Step 7: Check Enforcement


a. Connect to the VPN with a client.


b. Run a DNS leak test.

If you left the other configurations in dnscrypt-proxy.toml to the defaults, you'll probably have a bunch of different servers listed. Check the this list with the /etc/dnscrypt-proxy/public-resolvers.md to ensure these servers are listed and that they meet the requirements you set in dnscrypt-proxy.toml (such as DNSSEC, unfiltered, non-logged).If you don't like having this many servers see your traffic, you can specify which servers you like in dnscrypt-proxy.toml.


c. Run a DNSSEC test.



Step 8: DONE!


There are plenty of settings you can mess around with in dnscrypt-proxy.toml to meet your security needs. You can also check out Anonymized DNS to anonymize your traffic to the DNS servers. It's a pretty light-weight attachment to DNSCrypt.

If you want to be extra secure, you can keep it all in-house and setup your own authoritative DNS server. I don't recommend this for personal VPN's, since this is a lot of extra overhead and there are easier solutions (like DNSCrypt!), but it's definitely an option.

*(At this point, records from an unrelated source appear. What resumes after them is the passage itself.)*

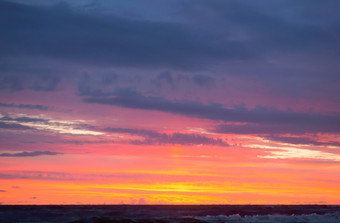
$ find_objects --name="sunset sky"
[0,0,340,204]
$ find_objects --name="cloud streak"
[104,128,229,146]
[0,151,63,157]
[84,89,340,134]
[0,103,49,110]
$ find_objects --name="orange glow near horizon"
[0,136,340,204]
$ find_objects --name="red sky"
[0,0,340,204]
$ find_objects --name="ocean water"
[0,205,340,223]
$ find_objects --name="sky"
[0,0,340,204]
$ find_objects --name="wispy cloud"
[103,128,229,146]
[0,103,49,110]
[0,114,103,135]
[245,144,340,162]
[84,89,340,134]
[0,151,63,157]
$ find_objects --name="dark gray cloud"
[211,123,340,135]
[84,89,340,133]
[0,1,250,68]
[192,75,215,86]
[0,151,62,157]
[266,135,340,146]
[0,102,49,110]
[103,128,228,146]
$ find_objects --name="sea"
[0,205,340,223]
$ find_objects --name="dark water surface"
[0,205,340,223]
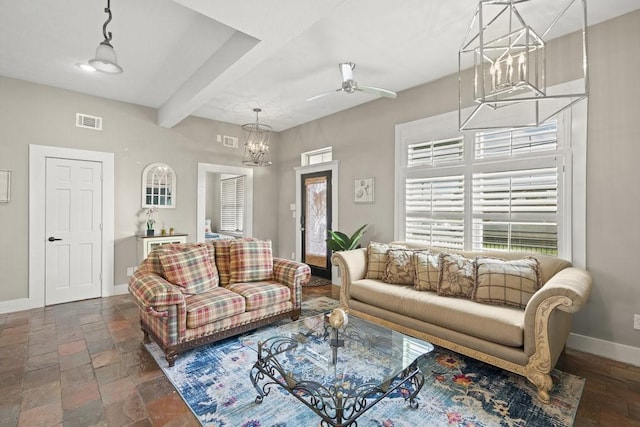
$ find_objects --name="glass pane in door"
[304,176,328,268]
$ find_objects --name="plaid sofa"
[129,239,311,366]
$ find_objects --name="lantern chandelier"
[89,0,122,74]
[458,0,587,130]
[242,108,271,166]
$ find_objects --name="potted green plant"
[325,224,369,252]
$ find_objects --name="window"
[220,176,245,233]
[142,163,176,208]
[300,147,333,166]
[395,108,586,259]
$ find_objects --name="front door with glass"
[301,171,331,279]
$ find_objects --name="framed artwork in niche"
[353,178,375,203]
[0,171,11,203]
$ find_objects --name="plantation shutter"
[405,175,464,249]
[472,167,558,254]
[220,176,245,232]
[407,137,464,167]
[475,121,558,159]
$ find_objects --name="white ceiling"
[0,0,640,131]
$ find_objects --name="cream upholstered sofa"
[332,242,591,402]
[129,239,311,366]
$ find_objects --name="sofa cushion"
[212,237,256,286]
[413,250,440,292]
[186,287,246,328]
[154,244,218,294]
[349,279,525,347]
[473,257,541,308]
[382,249,416,285]
[365,242,405,279]
[438,253,474,298]
[229,240,273,283]
[227,282,291,311]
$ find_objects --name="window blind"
[407,137,464,167]
[220,176,245,232]
[475,120,558,159]
[405,175,464,249]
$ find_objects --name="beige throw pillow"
[413,251,440,292]
[473,257,542,308]
[382,249,415,285]
[365,242,402,280]
[438,253,474,299]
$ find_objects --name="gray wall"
[0,77,278,301]
[277,11,640,347]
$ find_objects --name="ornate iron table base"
[249,337,424,427]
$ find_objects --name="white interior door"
[45,157,102,305]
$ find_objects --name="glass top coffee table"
[249,314,433,426]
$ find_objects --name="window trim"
[394,81,588,267]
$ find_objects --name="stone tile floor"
[0,285,640,427]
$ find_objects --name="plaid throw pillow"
[213,237,256,287]
[438,253,474,299]
[366,242,406,280]
[154,245,218,295]
[229,240,273,283]
[473,257,542,308]
[413,251,440,292]
[382,249,416,285]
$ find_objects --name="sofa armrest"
[129,270,185,312]
[331,248,367,308]
[524,267,591,362]
[273,258,311,308]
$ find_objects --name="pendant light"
[89,0,122,74]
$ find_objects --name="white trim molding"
[26,144,115,311]
[567,333,640,367]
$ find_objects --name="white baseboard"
[0,298,38,314]
[567,334,640,366]
[0,283,129,314]
[113,283,129,295]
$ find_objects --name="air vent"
[76,113,102,130]
[222,139,238,148]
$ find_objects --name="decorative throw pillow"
[213,237,256,286]
[365,242,404,279]
[382,249,416,285]
[413,251,440,292]
[438,253,474,299]
[155,244,218,295]
[473,257,542,308]
[229,240,273,283]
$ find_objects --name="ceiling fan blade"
[355,86,398,98]
[340,62,356,82]
[307,88,342,101]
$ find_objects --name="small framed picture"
[0,171,11,203]
[353,178,375,203]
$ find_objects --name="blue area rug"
[147,297,584,427]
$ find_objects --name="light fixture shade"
[242,108,272,166]
[89,40,122,74]
[458,0,587,130]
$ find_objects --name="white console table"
[138,233,188,264]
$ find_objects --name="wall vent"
[76,113,102,130]
[222,139,238,148]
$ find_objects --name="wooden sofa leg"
[527,372,553,403]
[165,352,178,368]
[142,328,151,344]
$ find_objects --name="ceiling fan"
[307,62,397,101]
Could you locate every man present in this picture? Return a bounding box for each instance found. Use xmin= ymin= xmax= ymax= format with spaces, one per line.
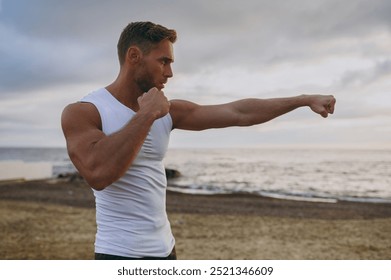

If you have other home networking projects, a DNS server might be a natural addition.

Most of the big VPN services host their own local DNS servers, so they don't have to worry about the DNS requests in transit and therefore do not need to provide encryption specific to DNS.



Troubleshooting


Here are some troubleshooting tips to help you along:


1. Problem: Clients can't resolve DNS when connected to the VPN.

Run tcpdump on tun0 port 53:

tcpdump -i tun0 port 53

Then, from your client, try to browse different webpages. If you are seeing your client's traffic on tcpdump, that means you are properly configured and connected. If this is the case, ensure you are not sharing an OpenVPN client profile with another device; if profiles are shared, they may be assigned the same IP, and the DNS traffic does not know who to return to.


2. Problem: dnscrypt-proxy service wont start.

You probably have a misconfiguration in dnscrypt-proxy.toml. Check:

systemctl status dnscrypt-proxy -l

3. Problem: "./dnscrypt-proxy -resolve hannahtech.co" won't resolve.

If "systemctl status dnscrypt-proxy -l" doesn't help, try the syslog:

cat /var/log/messages

Also, ensure your resolv.conf file hasn't reverted back.


4. More troubleshooting tips can be found in the documentation.